Nearly all the Linux distributions in the world are free, meaning that they cost $0 to install and use on your computer. The reason for this is that all Linux distros take their software from the same pool - if one distro has a really awesome program, chances are 50 other distros also have exactly the same feature, so if a company tried to sell their version of Linux people would just go elsewhere.

The big upside to all this is that if you ever decide you don't like the direction one distro is taking, you can jump ship and try a different one - you'll find all the same software there ready for you.

What's the difference between free software and open source?

The term Free Software was coined to mean software that came with freedoms that you otherwise would not have had. For example, if a program is Free Software it means you can download its source code, modify it, sell it and all sorts of other good things. But, a Free Software application doesn't necessarily have to have zero cost. This is where a lot of people get confused, so the most common explanation is "free as in speech, not as in beer."

If you're completely lost now, let us explain. You have free speech in this world. That doesn't mean you pay $0 for the right to talk, instead it means that you have the freedom to say what you want. Conversely, if I give you a free can of beer, that beer does have zero cost - the beer doesn't have any freedoms to express its opinion! So when people say Free Software they mean "free" as in "freedom", not "free" as in "cost". Yes, most Free Software does cost nothing, but it's not required.

Because of this mixup between free speech and free beer, another group of people came up with the term "open source". This was originally meant to have the same meaning - that someone could download the source code to a program and do what they want with it - but a lot of people have since misinterpreted that too!

For most people, Free Software and Open Source mean exactly the same thing. Open source has slightly looser restrictions in its definition, which means that a Free Software program is also open source, but an open source program is not necessarily Free Software.

Why is Linux open source?

One of Linux's many advantages is that it is developed by thousands of programmers around the world. Intel, IBM, Oracle, Google, HP, AMD, Nvidia, Dell, Cisco, Nokia, Motorola and more all help contribute to Linux precisely because it is open. Intel wants its CPUs, its graphics chips and its network cards to work perfectly on Linux, so it writes the programming code itself and gives it away as part of Linux. As a result, you can be sure you're getting the fastest and most stable experience around!

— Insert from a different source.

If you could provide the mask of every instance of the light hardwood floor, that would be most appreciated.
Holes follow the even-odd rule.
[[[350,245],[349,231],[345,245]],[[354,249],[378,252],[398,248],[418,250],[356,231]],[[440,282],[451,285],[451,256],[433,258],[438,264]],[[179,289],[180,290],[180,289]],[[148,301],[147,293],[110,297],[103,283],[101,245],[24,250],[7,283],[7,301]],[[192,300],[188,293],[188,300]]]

The other advantage to Linux being open is that no one vendor can control it - no one can pull it one direction, because everyone works together.

What is the GPL?

GPL stands for "General Public License", and is a software licence that lets people download, modify and distribute the source code to a program. The GPL is the most common licence used on Linux, which is why you get all the software at no cost and also why you can install it on as many machines as you want. There are lots of other licences in use, but the GPL is by far the most popular.

Why is Linux different?

One of the big advantages to Linux is its openness. If you choose one distro and find it doesn't suit you in the future, you're not stuck with it. Or if the developers behind it try to make changes that no one else likes, the users can go somewhere else to get their software - it's all shared! This is very different to the traditional software model used by both Microsoft and Apple where they (and only they!) can provide upgrades to their operating system, and if you find the latest version of Windows runs slowly there's not much you can do!

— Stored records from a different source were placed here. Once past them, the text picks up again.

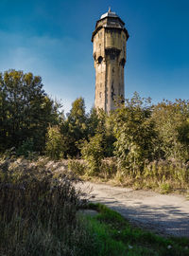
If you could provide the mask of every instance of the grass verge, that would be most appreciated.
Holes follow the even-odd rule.
[[[87,216],[88,229],[99,256],[188,256],[189,239],[163,237],[133,228],[119,213],[101,204],[90,204],[99,213]]]

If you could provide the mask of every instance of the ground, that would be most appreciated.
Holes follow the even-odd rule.
[[[105,204],[134,225],[159,234],[189,237],[189,200],[182,195],[90,182],[79,186],[91,201]]]

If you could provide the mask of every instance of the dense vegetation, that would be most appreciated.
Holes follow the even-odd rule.
[[[64,116],[61,105],[43,91],[40,77],[9,70],[0,74],[0,152],[83,158],[84,165],[75,161],[70,167],[88,176],[113,176],[165,192],[187,189],[189,101],[155,105],[135,93],[107,115],[95,109],[87,114],[78,98]]]
[[[31,73],[0,74],[0,255],[188,255],[188,240],[132,229],[102,206],[78,214],[75,185],[79,175],[189,189],[189,101],[154,105],[135,93],[107,115],[78,98],[64,116],[43,86]]]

What is The Linux Foundation?

The Linux Foundation is a nonprofit consortium dedicated to fostering the growth of Linux. Founded in 2000, it sponsors the work of Linux creator Linus Torvalds and is supported by leading companies and developers from around the world. The Linux Foundation promotes, protects and advances Linux by providing unified resources and services needed for open source to successfully compete with closed platforms.

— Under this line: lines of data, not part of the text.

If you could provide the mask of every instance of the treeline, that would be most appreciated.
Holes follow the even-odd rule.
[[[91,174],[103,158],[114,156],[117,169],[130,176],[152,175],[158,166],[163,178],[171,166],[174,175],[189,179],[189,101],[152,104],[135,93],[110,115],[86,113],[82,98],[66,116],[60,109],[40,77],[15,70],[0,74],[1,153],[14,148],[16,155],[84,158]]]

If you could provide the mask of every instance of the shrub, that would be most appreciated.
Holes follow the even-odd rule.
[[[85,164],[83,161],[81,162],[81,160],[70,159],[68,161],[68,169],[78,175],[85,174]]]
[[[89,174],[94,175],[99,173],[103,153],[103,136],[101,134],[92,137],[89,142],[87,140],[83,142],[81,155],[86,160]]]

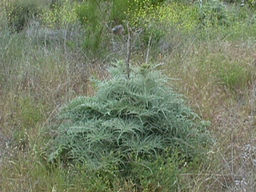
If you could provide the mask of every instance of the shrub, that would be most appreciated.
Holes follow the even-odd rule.
[[[62,109],[49,159],[96,170],[113,165],[130,177],[134,165],[146,167],[174,151],[185,161],[203,157],[206,123],[162,74],[134,68],[127,79],[123,69],[111,68],[112,78],[98,82],[94,97],[78,97]]]

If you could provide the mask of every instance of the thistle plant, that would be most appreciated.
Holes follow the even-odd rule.
[[[204,154],[210,141],[205,122],[161,72],[135,67],[127,79],[120,64],[110,72],[94,96],[78,97],[62,109],[50,161],[126,170],[174,151],[186,161]]]

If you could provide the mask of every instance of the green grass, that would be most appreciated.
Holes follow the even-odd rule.
[[[69,3],[64,3],[62,9],[71,8]],[[200,18],[196,4],[193,7],[192,4],[175,5],[166,5],[163,15],[165,10],[170,10],[169,15],[175,10],[182,21],[178,24],[190,27],[197,23],[196,18]],[[47,13],[53,10],[50,6],[44,8]],[[186,104],[200,119],[211,122],[207,130],[214,142],[203,158],[193,161],[186,161],[179,148],[166,158],[163,154],[138,155],[126,165],[130,177],[120,174],[122,166],[115,163],[106,163],[95,171],[89,163],[74,164],[62,158],[49,162],[49,150],[54,148],[50,141],[60,136],[57,128],[63,123],[58,118],[61,109],[78,96],[95,98],[101,89],[94,78],[107,83],[111,78],[106,69],[113,61],[126,58],[126,32],[115,37],[106,30],[103,37],[108,38],[106,54],[91,57],[82,46],[86,31],[78,21],[65,20],[73,19],[74,12],[62,21],[68,25],[36,26],[31,23],[38,18],[33,18],[35,22],[16,33],[1,10],[0,191],[254,191],[255,169],[251,161],[256,154],[254,12],[247,6],[227,4],[222,8],[225,23],[213,22],[216,13],[212,8],[208,7],[207,12],[213,15],[204,18],[205,23],[211,22],[211,25],[198,24],[188,30],[153,21],[156,25],[150,26],[149,31],[144,26],[144,31],[130,30],[130,65],[139,69],[138,66],[142,64],[142,69],[146,69],[160,63],[153,71],[162,70],[170,78],[165,85],[183,94]],[[187,10],[195,17],[193,21],[182,14]],[[109,11],[110,17],[117,17]],[[49,22],[46,15],[50,14],[40,17]],[[140,18],[146,19],[142,23],[150,23],[150,18]],[[169,23],[176,21],[172,17],[165,19]],[[107,29],[119,24],[115,23],[118,21],[102,23]],[[133,27],[131,21],[129,25]],[[44,30],[53,33],[39,33]],[[149,42],[151,32],[159,30],[161,35],[152,35]],[[148,63],[143,64],[146,58]],[[249,144],[250,149],[246,147]],[[113,160],[111,155],[107,158]]]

Why do you call it GNU/Linux and not Linux?

Most operating system distributions based on Linux as kernel are basically modified versions of the GNU operating system. We began developing GNU in 1984, years before Linus Torvalds started to write his kernel. Our goal was to develop a complete free operating system. Of course, we did not develop all the parts ourselves—but we led the way. We developed most of the central components, forming the largest single contribution to the whole system. The basic vision was ours too.